Obama should just not do it and make sure everyone knows who the chickehawks are and what they want.
lorn says
Quick … someone push a helicopter off a carrier so we can declare ourselves done in Iraq.
colnago80 says
Some of the chickenhawks, like the Washington Post editorial page run by the scumbag Fred Hyatt are criticizing Obama for not being gung ho to intervene in the Syrian civil war. Of course, Hyatt, Cohen, Rubin, Krauthammer, Theissen, Gerson et al never tell us how we are supposed to tell the bad guys from not so bad guys.
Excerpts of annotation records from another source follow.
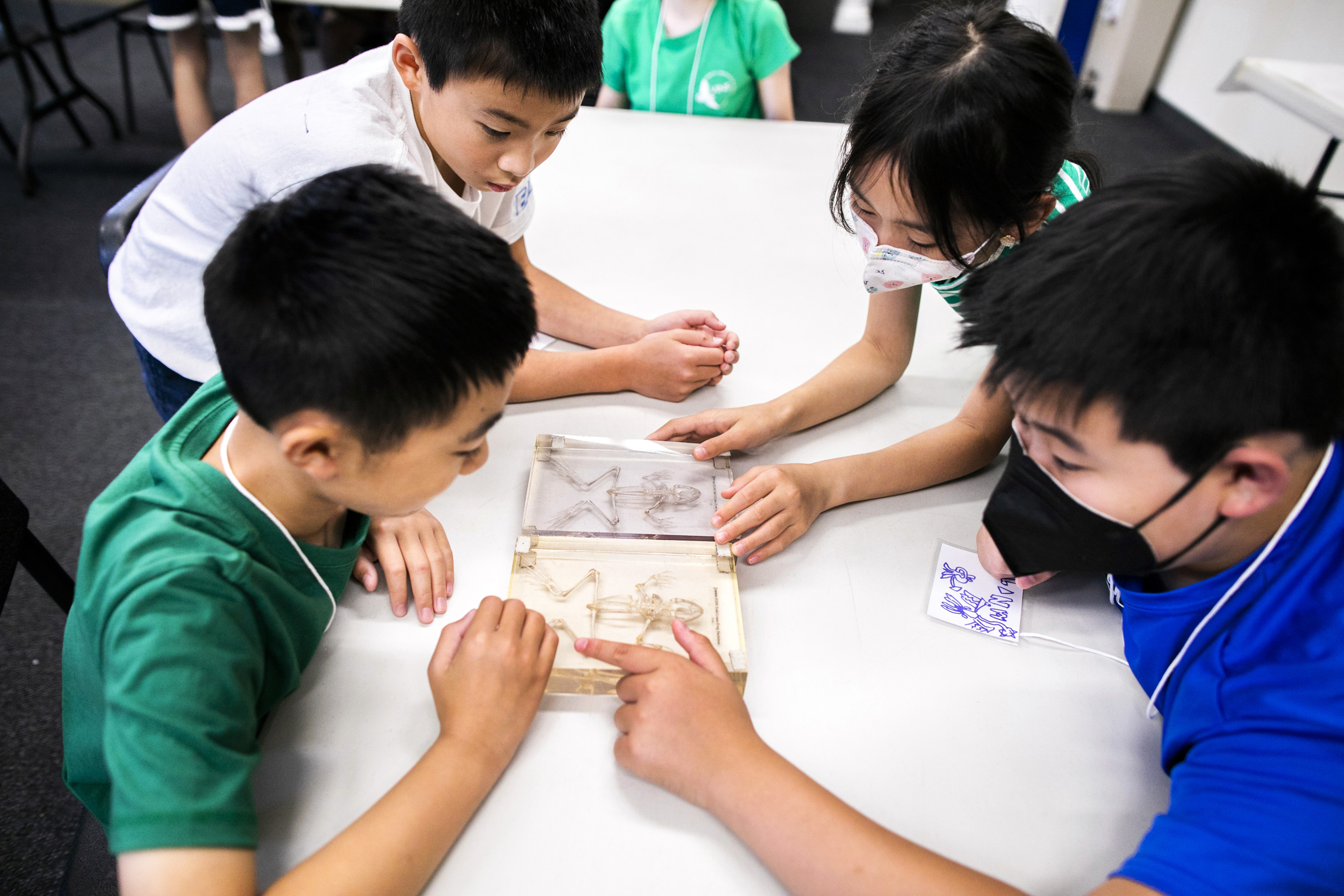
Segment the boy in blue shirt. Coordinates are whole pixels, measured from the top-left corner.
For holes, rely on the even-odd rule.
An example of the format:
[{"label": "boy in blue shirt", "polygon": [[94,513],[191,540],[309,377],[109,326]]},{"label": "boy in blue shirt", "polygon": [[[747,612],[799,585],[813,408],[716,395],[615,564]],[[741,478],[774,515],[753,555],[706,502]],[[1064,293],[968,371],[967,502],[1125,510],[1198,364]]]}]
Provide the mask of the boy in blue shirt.
[{"label": "boy in blue shirt", "polygon": [[[536,328],[508,244],[380,165],[254,208],[204,285],[222,372],[89,509],[62,653],[65,780],[125,896],[257,892],[261,723],[370,517],[485,463]],[[271,892],[419,892],[531,724],[555,645],[517,600],[445,626],[439,736]]]},{"label": "boy in blue shirt", "polygon": [[[1206,157],[1099,191],[965,287],[962,345],[996,347],[1016,433],[981,562],[1023,584],[1114,574],[1163,713],[1171,807],[1097,895],[1344,893],[1335,226],[1282,173]],[[708,642],[675,630],[691,660],[577,645],[632,673],[624,766],[716,814],[793,893],[1019,892],[789,764]]]}]

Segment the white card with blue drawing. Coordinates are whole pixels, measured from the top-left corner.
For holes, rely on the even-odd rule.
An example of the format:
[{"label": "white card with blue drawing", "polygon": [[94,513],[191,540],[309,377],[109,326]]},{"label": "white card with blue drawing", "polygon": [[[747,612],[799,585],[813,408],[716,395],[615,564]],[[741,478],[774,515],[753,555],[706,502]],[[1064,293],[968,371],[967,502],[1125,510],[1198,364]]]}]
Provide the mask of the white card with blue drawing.
[{"label": "white card with blue drawing", "polygon": [[938,543],[929,615],[996,641],[1017,643],[1021,630],[1021,588],[996,579],[980,566],[974,551]]}]

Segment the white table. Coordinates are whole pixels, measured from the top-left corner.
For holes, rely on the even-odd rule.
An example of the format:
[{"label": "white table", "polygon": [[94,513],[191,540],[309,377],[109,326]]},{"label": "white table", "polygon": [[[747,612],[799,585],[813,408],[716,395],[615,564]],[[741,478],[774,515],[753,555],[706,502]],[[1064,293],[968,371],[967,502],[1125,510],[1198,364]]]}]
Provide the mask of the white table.
[{"label": "white table", "polygon": [[[528,251],[594,298],[638,314],[712,308],[742,367],[681,406],[633,394],[509,407],[491,461],[430,504],[457,556],[457,618],[504,594],[538,433],[644,437],[675,414],[771,398],[862,330],[853,239],[827,214],[841,128],[585,109],[536,175]],[[750,455],[813,461],[948,419],[986,355],[949,352],[956,316],[921,312],[914,360],[867,407]],[[880,823],[1035,893],[1078,893],[1136,846],[1167,803],[1159,723],[1110,661],[1003,645],[934,622],[937,540],[973,545],[997,477],[824,514],[765,564],[739,567],[761,733]],[[425,666],[444,625],[395,619],[386,592],[345,591],[298,693],[276,711],[257,772],[261,883],[372,805],[435,735]],[[1027,630],[1117,653],[1097,579],[1030,592]],[[543,701],[431,893],[777,893],[707,814],[621,771],[614,697]]]},{"label": "white table", "polygon": [[1321,196],[1344,199],[1344,193],[1321,189],[1325,169],[1344,140],[1344,64],[1247,56],[1218,89],[1223,93],[1254,90],[1328,133],[1329,142],[1306,188]]}]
The Mossad has much better intelligence on Syria then the US, Britain, or Saudi Arabia have and they can’t tell the bad guys from the not so bad guys, which is one reason they have resisted the entreaties from the FSA to support it.
busterggi says
Channel surfing right-wing radio the past few days is hilarious as al of their host ere contradcting one anther and themselves about what to do though I’ve yet to hear one of thm aditthe Repubes have made any mitakes.
astrosmash says
Think of it this way: Even IF it could be reasonably argued that we should go back into Iraq, Cheney, Rumsfeld, Rove & co. are NOT qualified to make that call. It would not, and should not be based on ANYTHING they have to say on the matter QED. In fact, their endorsement is a mark oin the “do not go to war with Iraq” column
colnago80 says
It would appear that the good folks in Kurdistan aren’t letting any grass grow under their feet. First shipment of oil not sent through Iraqi pipelines sent to Israel via pipiline through Turkey and tanker.. That should give al-Maliki and Rouhani heartburn.